Bethlehem

Die menschliche Tragödie des Nahostkonflikts in unverfälschter Nahaufnahme als authentischer Agententhriller aus dem Westjordanland.

Bethlehem Cover

Yuval Adler, IS/D/BE 2013
Kinostart: 09.01.2014, DVD/BD-Start: 26.09.2014
Story: Seit zwei Jahren spioniert der 17-jährige Palästinenser Sanfur für den israelischen Geheimdienst – ein Doppelleben, das jederzeit auffliegen kann und ihn in Gewissenskonflikte stürzt. Ebenso seinen väterlichen Verbindungsoffizier Razi, als die Armee Sanfurs Bruder tötet und auch den Jungen opfern will.
Von Thorsten Krüger

Live und aus unmittelbarer Nähe, was man sonst nur aus Nachrichten erfährt, schlüsseln der israelische Regienovize Yuval Adler und sein arabischer Co-Autor Ali Waked nach gründlicher Recherche auf: die lebensgefährliche Feldarbeit von Geheimdiensten und ihrer Informanten ausgerechnet im wenig biblischen Bethlehem. Dokumentarisch, unsentimental, ohne reißerische Ambitionen: ein realitätsnahes, komplexes Thrillergeflecht.

Agenten sterben einsam: Statt einem distinguiert-zynischen John-le-Carré-Stück widmet sich das Porträt eines Doppellebens einem aktuellen Kalten-Kriegs-Schauplatz, wo im furchterregend unerbittlichen „Hatufim“-Stil (der israelischen Vorlage für „Homeland“) die Gewissens- und Loyalitätskonflikte eines seiner Kindheit beraubten Jungen ausgeführt werden – ganz ohne Wertung, Parteinahme und Botschaft.

Bittere Lebensrealität eines Kriegsschauplatzes

Sondern als nüchterne Bestandsaufnahme einer ausweglosen Tragödie der bitteren Lebensrealität eines Kriegsschauplatzes, wo israelische Armee, Hamas und al-Aqsa-Märtyrer-Brigaden wüten, wo Politik mit der AK-47 in der Hand gemacht wird.

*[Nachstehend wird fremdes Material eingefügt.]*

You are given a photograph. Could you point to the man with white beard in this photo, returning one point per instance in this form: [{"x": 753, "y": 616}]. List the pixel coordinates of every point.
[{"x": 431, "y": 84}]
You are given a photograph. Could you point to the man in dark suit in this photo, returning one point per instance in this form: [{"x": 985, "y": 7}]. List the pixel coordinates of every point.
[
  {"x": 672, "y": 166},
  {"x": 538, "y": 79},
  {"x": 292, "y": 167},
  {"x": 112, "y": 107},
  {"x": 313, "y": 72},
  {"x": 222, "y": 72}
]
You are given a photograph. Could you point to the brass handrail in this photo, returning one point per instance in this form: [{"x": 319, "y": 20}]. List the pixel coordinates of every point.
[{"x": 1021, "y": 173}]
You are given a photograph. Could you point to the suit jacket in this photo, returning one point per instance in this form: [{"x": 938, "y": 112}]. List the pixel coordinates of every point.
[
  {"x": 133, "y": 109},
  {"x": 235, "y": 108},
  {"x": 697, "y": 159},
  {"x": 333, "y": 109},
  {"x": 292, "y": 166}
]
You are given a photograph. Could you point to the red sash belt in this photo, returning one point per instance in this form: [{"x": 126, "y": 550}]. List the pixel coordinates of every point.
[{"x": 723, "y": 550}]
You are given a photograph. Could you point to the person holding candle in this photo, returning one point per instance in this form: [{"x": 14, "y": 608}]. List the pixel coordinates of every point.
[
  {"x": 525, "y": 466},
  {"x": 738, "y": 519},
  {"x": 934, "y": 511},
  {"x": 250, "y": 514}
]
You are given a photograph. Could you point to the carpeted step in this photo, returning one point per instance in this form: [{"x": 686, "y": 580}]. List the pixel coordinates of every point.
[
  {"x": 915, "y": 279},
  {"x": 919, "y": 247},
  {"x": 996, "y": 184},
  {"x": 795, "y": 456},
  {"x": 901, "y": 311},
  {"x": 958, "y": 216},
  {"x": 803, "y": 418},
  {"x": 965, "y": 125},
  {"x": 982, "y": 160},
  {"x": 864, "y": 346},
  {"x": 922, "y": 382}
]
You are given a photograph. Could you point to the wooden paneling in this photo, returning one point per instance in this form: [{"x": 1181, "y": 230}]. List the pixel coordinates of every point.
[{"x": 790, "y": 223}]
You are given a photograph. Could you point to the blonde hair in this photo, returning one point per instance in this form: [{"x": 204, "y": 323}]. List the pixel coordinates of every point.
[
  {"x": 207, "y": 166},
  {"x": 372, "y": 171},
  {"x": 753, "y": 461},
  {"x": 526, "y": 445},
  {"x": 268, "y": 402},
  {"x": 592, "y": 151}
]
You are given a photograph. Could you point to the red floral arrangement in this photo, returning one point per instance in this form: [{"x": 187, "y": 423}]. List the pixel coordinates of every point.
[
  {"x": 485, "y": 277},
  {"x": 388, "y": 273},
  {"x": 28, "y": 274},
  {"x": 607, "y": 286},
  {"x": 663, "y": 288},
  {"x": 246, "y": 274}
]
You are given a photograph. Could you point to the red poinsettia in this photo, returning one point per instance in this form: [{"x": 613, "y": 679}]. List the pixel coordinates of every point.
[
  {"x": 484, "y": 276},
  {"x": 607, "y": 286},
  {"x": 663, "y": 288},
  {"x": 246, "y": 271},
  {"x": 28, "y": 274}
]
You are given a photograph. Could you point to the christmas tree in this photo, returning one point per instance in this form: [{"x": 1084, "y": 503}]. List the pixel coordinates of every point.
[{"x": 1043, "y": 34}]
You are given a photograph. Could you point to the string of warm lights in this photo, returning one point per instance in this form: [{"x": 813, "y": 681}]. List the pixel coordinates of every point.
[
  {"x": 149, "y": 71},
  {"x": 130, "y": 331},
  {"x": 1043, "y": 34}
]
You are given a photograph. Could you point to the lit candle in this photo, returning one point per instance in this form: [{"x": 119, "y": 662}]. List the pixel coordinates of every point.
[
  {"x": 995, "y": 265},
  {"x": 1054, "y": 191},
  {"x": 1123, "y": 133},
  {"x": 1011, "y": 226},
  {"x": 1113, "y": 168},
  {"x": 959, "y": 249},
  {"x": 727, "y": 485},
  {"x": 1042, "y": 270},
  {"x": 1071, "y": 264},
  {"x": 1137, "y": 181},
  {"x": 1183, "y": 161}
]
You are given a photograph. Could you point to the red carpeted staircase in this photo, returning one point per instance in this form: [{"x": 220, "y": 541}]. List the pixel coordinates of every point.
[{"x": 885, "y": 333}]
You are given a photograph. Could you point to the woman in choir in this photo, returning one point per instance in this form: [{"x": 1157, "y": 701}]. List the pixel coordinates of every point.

In dieser Krisenregion sterben Wahrheit und Unschuld zuerst. In dem komplizierten Geflecht verschlagen-rabiater Interessensgruppen muss Sanfur sich ständig vor Enttarnung schützen.

Denn Kollaborateure erwartet Schlimmeres als der Tod und schon ein Gerücht kann dafür reichen. Sanfur jongliert damit ebenso wie mit der brodelnden Aggressivität wütender Männer, ein Leben in Gewalt und Hass, dirigiert in Echtzeit von Zweckbündnissen via Handy. So koordiniert auch der Geheimdienst den Nachtangriff eines Todesschwadrons im Stile von „Zero Dark Thirty“ auf Sanfurs älteren Terroristenbruder.

Nur neue Zwangslagen statt Lösungen

Alltags-Straßenkampf gegen den Mob, ohne Hi-Tech-Glamour, aber mit verheerenden Auswirkungen: Die Mechanismen von Lüge und Täuschung, von Rache und Wut führen nur zu neuen Zwangslagen statt Lösungen. Adler inszeniert das famose Script mitunter zu zurückhaltend: etwas mehr packen und die Kehle zuschnüren könnte seine mitunter zu subtile Studie über den unseligen Kampf auf symbolträchtigen Territorium schon sein, wo es Gnade und Erlösung nur noch in der Bibel gibt.